In reviewing the housing situation in my talk to the people on January 3, 1946, I said: “Of the three major components which make up our standard of living - food, clothing, and housing - housing presents our most difficult problem.” I cited to the Congress our need for about 5 million additional homes at once, although the greatest number of homes that had ever been built in one year before the war was less than 1 million. It was clear, I told the Congress, that this was an emergency problem that demanded an emergency method of solution. And five weeks later, I presented to the Congress a veterans’ emergency housing program, with the request that legislation be promptly enacted for carrying out the program.
Meanwhile, the shortage had become acute, particularly where veterans and their families were concerned. Thousands were finding it impossible to obtain adequate housing, in spite of our best efforts to facilitate new construction. Feeling that every effort at relief was worthwhile, I discussed the matter with representatives of the Protestant, Catholic, and Jewish faiths and suggested a nationwide “Share the Housing” drive to be conducted through the churches of the land.
Finally, on May 22, the emergency housing bill to provide for the construction of 2.7 million homes for veterans within two years became law.
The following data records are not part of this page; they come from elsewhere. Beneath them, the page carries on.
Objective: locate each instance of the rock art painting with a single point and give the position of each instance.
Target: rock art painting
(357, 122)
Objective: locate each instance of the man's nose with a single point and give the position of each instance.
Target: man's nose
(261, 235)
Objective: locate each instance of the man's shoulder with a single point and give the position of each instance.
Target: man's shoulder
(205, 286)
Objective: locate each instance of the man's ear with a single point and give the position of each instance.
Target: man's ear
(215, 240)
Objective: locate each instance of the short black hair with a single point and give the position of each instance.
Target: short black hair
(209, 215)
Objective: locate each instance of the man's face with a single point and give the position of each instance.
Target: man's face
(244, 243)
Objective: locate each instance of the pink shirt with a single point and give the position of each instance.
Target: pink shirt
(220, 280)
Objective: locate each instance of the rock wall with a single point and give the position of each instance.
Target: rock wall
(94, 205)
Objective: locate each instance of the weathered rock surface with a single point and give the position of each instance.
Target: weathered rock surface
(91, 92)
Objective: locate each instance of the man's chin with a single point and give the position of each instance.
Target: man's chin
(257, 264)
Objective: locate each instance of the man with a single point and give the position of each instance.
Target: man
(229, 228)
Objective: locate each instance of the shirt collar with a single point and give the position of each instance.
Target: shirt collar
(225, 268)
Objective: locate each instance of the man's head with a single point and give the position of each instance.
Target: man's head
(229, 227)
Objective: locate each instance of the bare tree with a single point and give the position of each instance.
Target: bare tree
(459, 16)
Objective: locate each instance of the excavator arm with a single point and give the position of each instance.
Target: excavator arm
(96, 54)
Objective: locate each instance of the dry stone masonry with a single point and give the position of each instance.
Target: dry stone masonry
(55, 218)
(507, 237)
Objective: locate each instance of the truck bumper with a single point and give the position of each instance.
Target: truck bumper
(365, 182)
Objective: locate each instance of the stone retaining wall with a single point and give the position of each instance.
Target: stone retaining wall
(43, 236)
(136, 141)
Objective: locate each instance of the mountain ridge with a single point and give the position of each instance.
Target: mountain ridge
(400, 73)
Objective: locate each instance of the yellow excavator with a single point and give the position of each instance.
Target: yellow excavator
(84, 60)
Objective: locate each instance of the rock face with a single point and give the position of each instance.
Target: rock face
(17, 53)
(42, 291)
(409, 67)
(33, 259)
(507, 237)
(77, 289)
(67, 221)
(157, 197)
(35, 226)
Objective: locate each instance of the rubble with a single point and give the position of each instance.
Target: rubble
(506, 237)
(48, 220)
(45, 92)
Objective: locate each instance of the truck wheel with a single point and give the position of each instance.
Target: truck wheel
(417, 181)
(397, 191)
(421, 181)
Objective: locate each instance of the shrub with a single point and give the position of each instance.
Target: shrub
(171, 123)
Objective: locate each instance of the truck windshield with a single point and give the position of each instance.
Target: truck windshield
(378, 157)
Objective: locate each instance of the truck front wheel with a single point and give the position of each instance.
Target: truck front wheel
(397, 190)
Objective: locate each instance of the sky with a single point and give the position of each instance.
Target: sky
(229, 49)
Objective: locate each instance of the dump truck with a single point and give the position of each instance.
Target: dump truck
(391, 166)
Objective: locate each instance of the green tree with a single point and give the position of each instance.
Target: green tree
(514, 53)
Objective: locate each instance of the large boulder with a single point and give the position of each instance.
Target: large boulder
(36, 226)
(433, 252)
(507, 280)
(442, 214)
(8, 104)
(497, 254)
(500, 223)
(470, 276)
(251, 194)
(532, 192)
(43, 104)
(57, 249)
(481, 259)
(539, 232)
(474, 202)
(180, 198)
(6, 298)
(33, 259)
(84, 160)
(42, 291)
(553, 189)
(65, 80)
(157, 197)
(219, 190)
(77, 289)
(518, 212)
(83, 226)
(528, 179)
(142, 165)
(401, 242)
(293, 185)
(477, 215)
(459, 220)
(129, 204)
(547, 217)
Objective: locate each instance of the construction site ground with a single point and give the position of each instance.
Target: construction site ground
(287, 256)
The original proposal submitted by Representative Wright Patman had undergone considerable abuse in both Houses of the Congress before reaching my desk in amended form, but it was nevertheless the first effective legislation designed specifically to cope with the housing shortage. The heart of the program was the appropriation of $400 million for subsidies to spur production of bottleneck materials. The act also increased by $1 million the government’s authority to insure home loans through private capital, thus protecting lenders against risks incurred by selling homes on small down payments.
This was only emergency legislation, and its provisions were not designed to take care of the long-range residential building needs. A permanent law which would implement the construction of 15 million homes over a ten-year period was being worked on by the Congress. This was the Wagner-Ellender-Taft bill providing government loans to small-income builders, slum clearance, and other general inducements to low-cost housing construction. I urged Representative Brent Spence, chairman of the House Committee on Banking and Currency, to take quick action to help solve the problem, but despite my warning and Spence’s tireless efforts, the months dragged by with no decisive action from the Congress. By October, the nation was confronted with an emergency unique in its history.
The minimum goal set by Housing Expediter Wyatt for new construction in 1946 had been 1.2 million homes - mostly for veterans. In October, he reported 708,000 started, and 350,000 completed. Wyatt had performed prodigiously in accomplishing this, but there were many handicaps with which he had to reckon.
The chief deterrent to faster construction was the failure of the Congress to provide the enabling legislation. It had pared $200 million for subsidies from the emergency housing act before approving it in May. It had failed to give prompt enactment to the Wagner-Ellender-Taft bill to provide low-cost housing. It had refused to approve price ceilings on existing housing and had allowed the OPA to expire. Other almost insurmountable handicaps cropped up in the form of material shortages, work stoppages, and the persistent lobbying in Washington by groups from the real estate, lumber, contracting, and other special interests.
It became necessary for me to issue a proclamation on October 25 declaring a state of emergency because of the housing shortage and authorizing free importation of lumber into the country.